ありもしない虎耳や尻尾が期待感にそわそわ躍動するさまが目に浮かぶほど虎門さんは食い入る。
エルフデッキ。
緑の領地カード多数と種族:エルフのカードを中心にした中速殴り倒しデッキだ。
TCGにおける「緑」や「自然」は大抵、豊かな大地の恵みを想起させる役割を与えられる。
カードを使用するためのコスト基盤を成長・加速させ、重くて強力なカードを使うのが一例だ。
このエルフデッキはやや軽量でコスト基盤を支える序盤から中盤の素早い展開を得意とする。
特にコスト1や2の小型で優秀なエルフカードが四枚ずつ投入されている。
虎門さんはその代表例【ラクロスのエルフ】を手にして目をぱちくりさせ、驚愕する。
「か」
「か?」
「かわいくなかっ!? なにこれ!」
【ラクロスのエルフ】は数十年前のTCG黎明期の海外産カードだ。
そのイラストは日本の現代基準エルフとはかけ離れている。もし「ラクロスのオーク」という名前だと教えたら信じるだろう、という不気味さと醜悪さを備えている。

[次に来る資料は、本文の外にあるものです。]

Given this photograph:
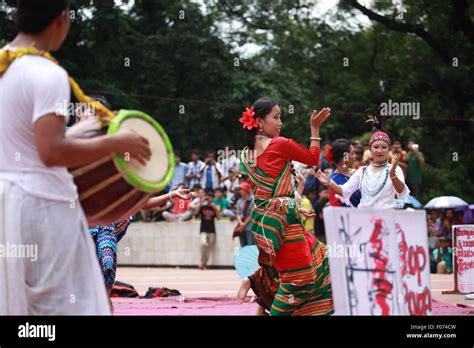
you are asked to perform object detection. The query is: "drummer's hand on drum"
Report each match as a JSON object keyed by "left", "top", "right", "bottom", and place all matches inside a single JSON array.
[
  {"left": 171, "top": 187, "right": 193, "bottom": 201},
  {"left": 114, "top": 129, "right": 151, "bottom": 165}
]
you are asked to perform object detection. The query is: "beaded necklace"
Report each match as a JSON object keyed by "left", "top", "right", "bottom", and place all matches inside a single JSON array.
[{"left": 359, "top": 163, "right": 389, "bottom": 200}]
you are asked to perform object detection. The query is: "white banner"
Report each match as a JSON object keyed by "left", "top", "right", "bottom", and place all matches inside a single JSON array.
[
  {"left": 453, "top": 225, "right": 474, "bottom": 293},
  {"left": 324, "top": 207, "right": 432, "bottom": 315}
]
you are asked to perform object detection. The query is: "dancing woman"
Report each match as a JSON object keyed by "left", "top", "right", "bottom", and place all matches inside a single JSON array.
[
  {"left": 240, "top": 98, "right": 333, "bottom": 315},
  {"left": 316, "top": 123, "right": 410, "bottom": 209}
]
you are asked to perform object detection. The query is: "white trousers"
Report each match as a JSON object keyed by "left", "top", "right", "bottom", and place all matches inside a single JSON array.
[{"left": 0, "top": 180, "right": 111, "bottom": 315}]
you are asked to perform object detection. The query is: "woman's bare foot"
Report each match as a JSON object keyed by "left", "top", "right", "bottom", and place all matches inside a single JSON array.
[{"left": 237, "top": 278, "right": 250, "bottom": 303}]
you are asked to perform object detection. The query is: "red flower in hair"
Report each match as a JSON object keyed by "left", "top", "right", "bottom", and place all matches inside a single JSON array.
[
  {"left": 326, "top": 146, "right": 334, "bottom": 163},
  {"left": 239, "top": 106, "right": 258, "bottom": 130}
]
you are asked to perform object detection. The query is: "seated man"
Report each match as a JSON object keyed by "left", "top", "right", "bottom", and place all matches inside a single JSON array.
[
  {"left": 433, "top": 238, "right": 453, "bottom": 274},
  {"left": 212, "top": 188, "right": 235, "bottom": 221},
  {"left": 163, "top": 187, "right": 193, "bottom": 222}
]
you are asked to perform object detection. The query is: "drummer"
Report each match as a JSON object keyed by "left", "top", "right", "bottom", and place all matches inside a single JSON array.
[
  {"left": 0, "top": 0, "right": 151, "bottom": 315},
  {"left": 76, "top": 96, "right": 192, "bottom": 310}
]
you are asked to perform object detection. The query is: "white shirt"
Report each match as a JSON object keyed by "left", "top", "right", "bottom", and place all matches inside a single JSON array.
[
  {"left": 0, "top": 46, "right": 77, "bottom": 201},
  {"left": 341, "top": 164, "right": 410, "bottom": 209}
]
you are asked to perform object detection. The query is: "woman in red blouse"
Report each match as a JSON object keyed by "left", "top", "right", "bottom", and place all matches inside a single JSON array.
[{"left": 238, "top": 98, "right": 333, "bottom": 315}]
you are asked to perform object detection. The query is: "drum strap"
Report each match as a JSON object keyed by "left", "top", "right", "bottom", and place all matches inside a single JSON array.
[{"left": 0, "top": 44, "right": 115, "bottom": 126}]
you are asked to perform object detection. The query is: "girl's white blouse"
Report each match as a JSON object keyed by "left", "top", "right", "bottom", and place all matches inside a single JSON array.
[{"left": 341, "top": 164, "right": 410, "bottom": 209}]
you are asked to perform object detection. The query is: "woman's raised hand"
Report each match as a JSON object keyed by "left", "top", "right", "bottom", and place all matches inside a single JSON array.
[
  {"left": 316, "top": 169, "right": 330, "bottom": 185},
  {"left": 309, "top": 107, "right": 331, "bottom": 128}
]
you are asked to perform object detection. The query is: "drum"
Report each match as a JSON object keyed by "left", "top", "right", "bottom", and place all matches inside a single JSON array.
[{"left": 66, "top": 110, "right": 175, "bottom": 226}]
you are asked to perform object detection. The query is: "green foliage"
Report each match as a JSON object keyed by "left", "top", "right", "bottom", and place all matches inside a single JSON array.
[{"left": 0, "top": 0, "right": 474, "bottom": 202}]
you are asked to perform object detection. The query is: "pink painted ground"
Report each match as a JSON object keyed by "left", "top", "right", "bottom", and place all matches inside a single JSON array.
[{"left": 113, "top": 267, "right": 474, "bottom": 316}]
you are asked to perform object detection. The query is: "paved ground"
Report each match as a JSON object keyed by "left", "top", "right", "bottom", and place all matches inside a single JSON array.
[{"left": 114, "top": 267, "right": 474, "bottom": 315}]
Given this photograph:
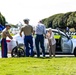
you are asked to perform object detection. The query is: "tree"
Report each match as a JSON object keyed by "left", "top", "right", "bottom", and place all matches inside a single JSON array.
[{"left": 0, "top": 12, "right": 6, "bottom": 26}]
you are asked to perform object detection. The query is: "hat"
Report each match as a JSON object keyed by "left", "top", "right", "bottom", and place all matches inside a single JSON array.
[
  {"left": 23, "top": 18, "right": 30, "bottom": 21},
  {"left": 5, "top": 23, "right": 11, "bottom": 27}
]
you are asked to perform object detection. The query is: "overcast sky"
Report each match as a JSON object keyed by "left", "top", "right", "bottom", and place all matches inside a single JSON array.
[{"left": 0, "top": 0, "right": 76, "bottom": 25}]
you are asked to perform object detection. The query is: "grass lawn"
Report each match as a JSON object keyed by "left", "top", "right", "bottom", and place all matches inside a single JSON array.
[{"left": 0, "top": 57, "right": 76, "bottom": 75}]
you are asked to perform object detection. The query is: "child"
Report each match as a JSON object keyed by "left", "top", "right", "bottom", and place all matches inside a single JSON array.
[{"left": 1, "top": 24, "right": 13, "bottom": 58}]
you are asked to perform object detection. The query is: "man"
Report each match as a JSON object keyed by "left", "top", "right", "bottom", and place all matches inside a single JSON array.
[
  {"left": 35, "top": 21, "right": 46, "bottom": 57},
  {"left": 20, "top": 19, "right": 34, "bottom": 57},
  {"left": 1, "top": 24, "right": 13, "bottom": 58},
  {"left": 46, "top": 28, "right": 56, "bottom": 57}
]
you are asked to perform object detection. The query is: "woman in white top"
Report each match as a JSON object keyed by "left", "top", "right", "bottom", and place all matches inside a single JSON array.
[{"left": 46, "top": 28, "right": 56, "bottom": 57}]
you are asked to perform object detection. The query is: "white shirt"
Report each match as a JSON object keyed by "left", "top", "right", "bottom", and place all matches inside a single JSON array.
[
  {"left": 47, "top": 32, "right": 56, "bottom": 45},
  {"left": 35, "top": 23, "right": 46, "bottom": 35}
]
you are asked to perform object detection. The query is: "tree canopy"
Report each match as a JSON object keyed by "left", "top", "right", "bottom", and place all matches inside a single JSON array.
[
  {"left": 0, "top": 12, "right": 6, "bottom": 26},
  {"left": 42, "top": 11, "right": 76, "bottom": 28}
]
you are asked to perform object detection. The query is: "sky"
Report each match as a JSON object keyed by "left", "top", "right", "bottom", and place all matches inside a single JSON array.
[{"left": 0, "top": 0, "right": 76, "bottom": 25}]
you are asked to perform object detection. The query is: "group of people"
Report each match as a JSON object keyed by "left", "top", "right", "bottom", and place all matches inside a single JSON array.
[{"left": 1, "top": 19, "right": 56, "bottom": 57}]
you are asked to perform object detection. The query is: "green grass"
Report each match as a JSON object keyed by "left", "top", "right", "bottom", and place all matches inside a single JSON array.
[{"left": 0, "top": 57, "right": 76, "bottom": 75}]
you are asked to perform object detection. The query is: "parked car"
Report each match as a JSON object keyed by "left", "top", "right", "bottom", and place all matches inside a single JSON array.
[{"left": 6, "top": 29, "right": 76, "bottom": 56}]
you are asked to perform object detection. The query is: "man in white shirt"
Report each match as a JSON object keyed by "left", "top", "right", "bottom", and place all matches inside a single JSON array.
[
  {"left": 46, "top": 28, "right": 56, "bottom": 57},
  {"left": 35, "top": 21, "right": 46, "bottom": 57}
]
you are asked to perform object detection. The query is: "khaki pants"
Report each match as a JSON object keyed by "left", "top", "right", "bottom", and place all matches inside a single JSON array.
[{"left": 48, "top": 39, "right": 56, "bottom": 57}]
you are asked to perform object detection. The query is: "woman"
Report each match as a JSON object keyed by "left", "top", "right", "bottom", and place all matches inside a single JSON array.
[{"left": 46, "top": 28, "right": 56, "bottom": 57}]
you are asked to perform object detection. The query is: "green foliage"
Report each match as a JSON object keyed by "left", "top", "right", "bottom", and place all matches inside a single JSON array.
[
  {"left": 42, "top": 11, "right": 76, "bottom": 28},
  {"left": 0, "top": 12, "right": 6, "bottom": 25},
  {"left": 0, "top": 56, "right": 76, "bottom": 75}
]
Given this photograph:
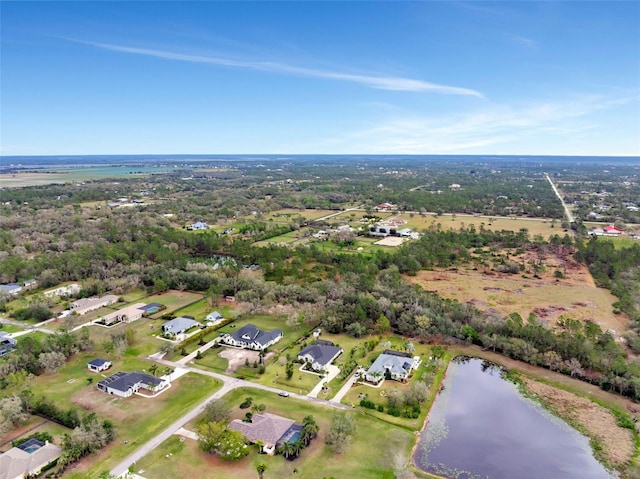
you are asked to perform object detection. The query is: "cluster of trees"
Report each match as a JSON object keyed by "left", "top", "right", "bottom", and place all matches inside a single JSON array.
[
  {"left": 324, "top": 411, "right": 356, "bottom": 454},
  {"left": 0, "top": 328, "right": 94, "bottom": 390}
]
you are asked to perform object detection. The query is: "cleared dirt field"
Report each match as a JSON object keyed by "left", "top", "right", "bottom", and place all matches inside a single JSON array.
[
  {"left": 373, "top": 236, "right": 404, "bottom": 246},
  {"left": 218, "top": 348, "right": 275, "bottom": 374},
  {"left": 407, "top": 266, "right": 629, "bottom": 336}
]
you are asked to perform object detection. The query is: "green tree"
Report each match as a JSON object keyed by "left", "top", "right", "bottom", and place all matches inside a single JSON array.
[{"left": 256, "top": 462, "right": 267, "bottom": 479}]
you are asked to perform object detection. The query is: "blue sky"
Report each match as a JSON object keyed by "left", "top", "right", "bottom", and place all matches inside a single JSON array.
[{"left": 0, "top": 1, "right": 640, "bottom": 156}]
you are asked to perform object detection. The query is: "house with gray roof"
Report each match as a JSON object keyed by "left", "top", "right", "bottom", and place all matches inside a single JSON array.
[
  {"left": 298, "top": 340, "right": 343, "bottom": 371},
  {"left": 0, "top": 438, "right": 62, "bottom": 479},
  {"left": 0, "top": 332, "right": 18, "bottom": 357},
  {"left": 0, "top": 283, "right": 22, "bottom": 296},
  {"left": 98, "top": 371, "right": 169, "bottom": 398},
  {"left": 229, "top": 412, "right": 302, "bottom": 455},
  {"left": 222, "top": 324, "right": 282, "bottom": 351},
  {"left": 162, "top": 316, "right": 200, "bottom": 337},
  {"left": 364, "top": 349, "right": 422, "bottom": 384}
]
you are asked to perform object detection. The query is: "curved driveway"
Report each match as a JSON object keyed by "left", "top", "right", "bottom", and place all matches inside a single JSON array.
[{"left": 111, "top": 357, "right": 349, "bottom": 477}]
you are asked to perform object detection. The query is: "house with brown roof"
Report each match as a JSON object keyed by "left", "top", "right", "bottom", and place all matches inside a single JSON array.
[
  {"left": 0, "top": 438, "right": 62, "bottom": 479},
  {"left": 229, "top": 412, "right": 302, "bottom": 455}
]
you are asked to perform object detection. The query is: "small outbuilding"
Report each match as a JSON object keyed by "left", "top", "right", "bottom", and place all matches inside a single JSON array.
[{"left": 87, "top": 358, "right": 111, "bottom": 373}]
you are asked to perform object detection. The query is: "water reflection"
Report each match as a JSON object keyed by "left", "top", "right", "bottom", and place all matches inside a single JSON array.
[{"left": 414, "top": 358, "right": 615, "bottom": 479}]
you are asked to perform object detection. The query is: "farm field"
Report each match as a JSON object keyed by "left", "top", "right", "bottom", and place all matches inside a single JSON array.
[
  {"left": 136, "top": 388, "right": 413, "bottom": 479},
  {"left": 393, "top": 213, "right": 566, "bottom": 238},
  {"left": 407, "top": 266, "right": 629, "bottom": 336},
  {"left": 69, "top": 373, "right": 221, "bottom": 478}
]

他のエルフにしても全体的に筋骨隆々とした男が多く、鋭利な剣や重たい弓がよく似合う。
森の貴婦人どころか森の蛮族だ。
「うちの知ってるエルフと違う……! 森で会ったらクマより怖かっ!」
「WTGでは【クマ】のパワーは2だが、この【鉄葉のメダリスト】というエルフはパワー4だな」
「金太郎さん!?」
まさかり担いだ屈強なエルフがクマを負かせば確かにエルフ金太郎になってしまうか。
とかく虎門さんはカルチャーショックを受けて呆然としていたが。
「……あ、だけんこんデッキ、金太郎飴みたいに似たカード四積みばっかと? 金太郎飴エルフ?」
「でたらめなデッキ名をつけないでくれるかな!?」
「これはこれで味わいあってよかとけども! うちが組みたかとは名探偵の江戸川エルフちゃんみたいなかわいかのがよかとよ~、WTGはまだよくわかっとらんし」
「やっぱり虎門さんはイラストアド重視か。そうだな、じゃあ……」
俺は複数のTCGからエルフ関連のものをチョイスして掲示してみる。
あーでもない、こーでもない。
なかなか難航するが、ちょっとめんどくさい反面、試行錯誤が楽しくもある。
共通の趣味を通じて会話が盛り上がるというのは俺にとって至福のひとときだ。
「あ、これかわいかね~♪」
と美麗なエルフに一喜一憂する虎門さんの方こそ、かわいいと言いたい。
「うーん、どれが一番に江戸川エルフらしく見えるやら」
「なやましかねー」
しかし結局、その日はエルフデッキが決めきれず、次回に持ち越しとなるのだが……。
一週間後。
虎門さんは「江戸川エルフちゃんっぽい理想のエルフデッキ決まった!」と写真を送ってきた。
それは版権集合系TCGに参戦した新発売の「名探偵エルフ スターターデッキ」だった。
「……ぽいじゃない! 100%だコレ!?」
眼鏡の素敵なロリ探偵、江戸川エルフは俺に『バーカ☆』と言いたげに不敵に微笑んでいた。